The Allen Case
Two days past her due date, Mrs. Allen had an office visit with her obstetrician, Dr. Falk. A non-stress test was performed at that appointment. That test should have resulted in immediate follow-up testing, but instead, follow-up testing was scheduled to be done 3 days later. Several hours after the appointment, Mrs. Allen was not feeling any fetal movement, so she went to the Emergency Department where fetal testing revealed a fetal demise.

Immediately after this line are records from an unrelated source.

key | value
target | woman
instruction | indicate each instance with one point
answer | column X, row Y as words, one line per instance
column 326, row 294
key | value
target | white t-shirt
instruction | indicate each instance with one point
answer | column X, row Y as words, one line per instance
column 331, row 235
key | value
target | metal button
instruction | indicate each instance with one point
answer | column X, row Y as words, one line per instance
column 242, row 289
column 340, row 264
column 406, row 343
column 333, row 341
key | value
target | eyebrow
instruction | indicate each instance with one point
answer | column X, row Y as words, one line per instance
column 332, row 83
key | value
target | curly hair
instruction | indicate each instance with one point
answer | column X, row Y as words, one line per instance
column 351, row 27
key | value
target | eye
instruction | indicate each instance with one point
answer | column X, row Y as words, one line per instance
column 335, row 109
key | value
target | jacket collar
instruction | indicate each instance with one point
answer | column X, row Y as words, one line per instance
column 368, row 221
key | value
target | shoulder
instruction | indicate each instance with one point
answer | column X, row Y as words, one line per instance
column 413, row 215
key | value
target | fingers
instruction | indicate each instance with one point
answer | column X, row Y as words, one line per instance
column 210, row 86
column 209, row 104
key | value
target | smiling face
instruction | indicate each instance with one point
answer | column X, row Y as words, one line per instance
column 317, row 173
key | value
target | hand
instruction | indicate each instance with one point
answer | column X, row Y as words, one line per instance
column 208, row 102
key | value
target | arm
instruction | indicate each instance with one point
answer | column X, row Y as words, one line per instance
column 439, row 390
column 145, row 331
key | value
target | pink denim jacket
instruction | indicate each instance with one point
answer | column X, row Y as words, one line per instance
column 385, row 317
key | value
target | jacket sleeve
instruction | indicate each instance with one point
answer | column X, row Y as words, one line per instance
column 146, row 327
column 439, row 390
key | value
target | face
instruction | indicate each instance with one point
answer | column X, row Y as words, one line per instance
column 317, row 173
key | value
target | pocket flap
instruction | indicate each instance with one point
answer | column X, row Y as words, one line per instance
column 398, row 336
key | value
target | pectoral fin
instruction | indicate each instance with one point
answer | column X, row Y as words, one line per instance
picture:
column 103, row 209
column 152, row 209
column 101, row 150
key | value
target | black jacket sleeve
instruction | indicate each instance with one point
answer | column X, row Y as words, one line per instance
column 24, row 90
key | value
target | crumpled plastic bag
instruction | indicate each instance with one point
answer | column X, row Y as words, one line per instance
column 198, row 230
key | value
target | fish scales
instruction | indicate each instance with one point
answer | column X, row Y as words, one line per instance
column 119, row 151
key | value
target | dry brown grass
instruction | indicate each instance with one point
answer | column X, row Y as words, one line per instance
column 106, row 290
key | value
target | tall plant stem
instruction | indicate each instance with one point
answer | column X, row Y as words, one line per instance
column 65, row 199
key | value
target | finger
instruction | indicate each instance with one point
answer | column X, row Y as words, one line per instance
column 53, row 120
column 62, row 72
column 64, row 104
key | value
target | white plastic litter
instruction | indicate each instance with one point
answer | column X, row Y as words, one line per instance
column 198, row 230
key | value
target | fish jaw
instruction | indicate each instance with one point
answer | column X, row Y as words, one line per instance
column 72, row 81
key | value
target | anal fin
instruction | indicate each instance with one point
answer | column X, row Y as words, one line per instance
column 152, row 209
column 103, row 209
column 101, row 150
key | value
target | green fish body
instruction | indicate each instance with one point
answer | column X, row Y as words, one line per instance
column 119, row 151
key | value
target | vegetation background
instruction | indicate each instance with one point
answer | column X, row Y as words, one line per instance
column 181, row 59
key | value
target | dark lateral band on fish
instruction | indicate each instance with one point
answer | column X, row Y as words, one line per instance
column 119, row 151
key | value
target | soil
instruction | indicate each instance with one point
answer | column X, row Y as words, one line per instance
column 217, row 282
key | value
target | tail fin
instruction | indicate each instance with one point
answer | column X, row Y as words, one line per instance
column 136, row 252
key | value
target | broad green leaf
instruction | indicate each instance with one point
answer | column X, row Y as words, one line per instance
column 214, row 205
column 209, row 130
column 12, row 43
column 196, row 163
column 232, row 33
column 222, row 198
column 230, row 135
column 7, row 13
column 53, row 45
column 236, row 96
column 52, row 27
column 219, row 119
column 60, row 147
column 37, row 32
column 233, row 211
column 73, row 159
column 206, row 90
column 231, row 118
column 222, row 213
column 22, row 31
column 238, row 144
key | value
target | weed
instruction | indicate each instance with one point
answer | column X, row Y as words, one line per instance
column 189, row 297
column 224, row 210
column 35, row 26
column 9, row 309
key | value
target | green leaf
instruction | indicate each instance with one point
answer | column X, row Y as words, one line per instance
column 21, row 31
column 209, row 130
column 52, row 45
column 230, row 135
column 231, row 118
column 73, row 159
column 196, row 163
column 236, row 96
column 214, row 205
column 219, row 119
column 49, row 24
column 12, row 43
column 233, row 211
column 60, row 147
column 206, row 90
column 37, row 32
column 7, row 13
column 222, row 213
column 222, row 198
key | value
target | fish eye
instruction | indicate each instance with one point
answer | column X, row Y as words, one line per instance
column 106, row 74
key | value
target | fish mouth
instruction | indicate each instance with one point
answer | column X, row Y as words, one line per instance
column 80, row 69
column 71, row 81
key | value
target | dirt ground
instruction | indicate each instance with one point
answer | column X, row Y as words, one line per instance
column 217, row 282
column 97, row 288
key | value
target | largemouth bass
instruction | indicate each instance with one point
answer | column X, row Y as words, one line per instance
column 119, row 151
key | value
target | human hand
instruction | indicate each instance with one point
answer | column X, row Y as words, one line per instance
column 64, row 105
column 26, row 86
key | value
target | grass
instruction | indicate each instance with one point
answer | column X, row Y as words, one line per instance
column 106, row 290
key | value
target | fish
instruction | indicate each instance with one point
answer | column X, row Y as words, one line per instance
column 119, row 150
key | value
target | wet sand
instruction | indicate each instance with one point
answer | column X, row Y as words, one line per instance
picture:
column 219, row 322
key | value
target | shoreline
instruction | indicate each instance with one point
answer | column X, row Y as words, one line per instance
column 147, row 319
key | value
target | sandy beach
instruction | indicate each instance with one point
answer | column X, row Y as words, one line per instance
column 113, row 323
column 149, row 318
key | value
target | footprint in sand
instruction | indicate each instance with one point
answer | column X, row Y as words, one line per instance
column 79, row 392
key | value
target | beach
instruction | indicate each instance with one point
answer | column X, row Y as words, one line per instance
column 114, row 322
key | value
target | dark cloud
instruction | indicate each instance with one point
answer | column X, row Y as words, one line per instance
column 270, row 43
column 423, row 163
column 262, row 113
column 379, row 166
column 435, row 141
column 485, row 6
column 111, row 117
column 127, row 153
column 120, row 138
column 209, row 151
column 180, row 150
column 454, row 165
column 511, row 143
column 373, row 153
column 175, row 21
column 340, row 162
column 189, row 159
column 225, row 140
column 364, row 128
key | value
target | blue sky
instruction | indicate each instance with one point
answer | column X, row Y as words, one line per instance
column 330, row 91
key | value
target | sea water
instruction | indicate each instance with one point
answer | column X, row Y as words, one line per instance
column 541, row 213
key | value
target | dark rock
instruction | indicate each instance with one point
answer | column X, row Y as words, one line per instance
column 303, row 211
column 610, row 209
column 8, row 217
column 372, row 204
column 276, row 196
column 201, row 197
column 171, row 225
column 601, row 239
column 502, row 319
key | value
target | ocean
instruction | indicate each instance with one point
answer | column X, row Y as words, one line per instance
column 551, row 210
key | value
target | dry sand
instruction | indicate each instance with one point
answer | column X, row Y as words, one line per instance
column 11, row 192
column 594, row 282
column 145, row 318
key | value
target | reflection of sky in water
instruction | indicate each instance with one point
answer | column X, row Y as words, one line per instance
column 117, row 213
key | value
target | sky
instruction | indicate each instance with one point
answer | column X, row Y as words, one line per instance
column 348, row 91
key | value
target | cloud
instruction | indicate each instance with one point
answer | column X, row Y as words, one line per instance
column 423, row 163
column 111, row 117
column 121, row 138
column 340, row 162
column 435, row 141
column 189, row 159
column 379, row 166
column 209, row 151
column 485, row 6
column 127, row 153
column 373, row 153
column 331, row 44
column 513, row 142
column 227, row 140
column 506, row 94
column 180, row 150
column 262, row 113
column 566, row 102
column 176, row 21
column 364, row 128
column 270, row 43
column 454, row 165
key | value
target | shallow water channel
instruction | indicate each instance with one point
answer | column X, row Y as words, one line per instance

On April 30, 2019, at 39 2/7 weeks gestation, Mrs. Allen was seen by an obstetrician, who noted occasional cramping. The plan was to follow up in 1 week and do a Biophysical Profile (BPP)/Nonstress Test (NST). On that visit, Mrs. Allen underwent a non-stress test that was noted to have absent accelerations and to be nonreactive. The biophysical profile was 8/8, which is considered normal.
Mrs. Allen’s next and final office visit was one week later on Tuesday, May 7, 2019 at 40 2/7 weeks gestation with Dr. Falk around 11:00 a.m. Mrs. Allen underwent a non-stress test, which Dr. Falk commented on, stating that she “did not have a warm and good feeling” about the pregnancy. Dr. Falk noted frequent but slowed down fetal movement and frequent Braxton-Hicks contractions. Dr. Falk suggested an induction for that weekend. She stripped the membranes to initiate labor and Mrs. Allen agreed to do a BPP on Friday and discuss induction if the membrane stripping failed to work. Mrs. Allen left the office with a plan to follow up on Friday.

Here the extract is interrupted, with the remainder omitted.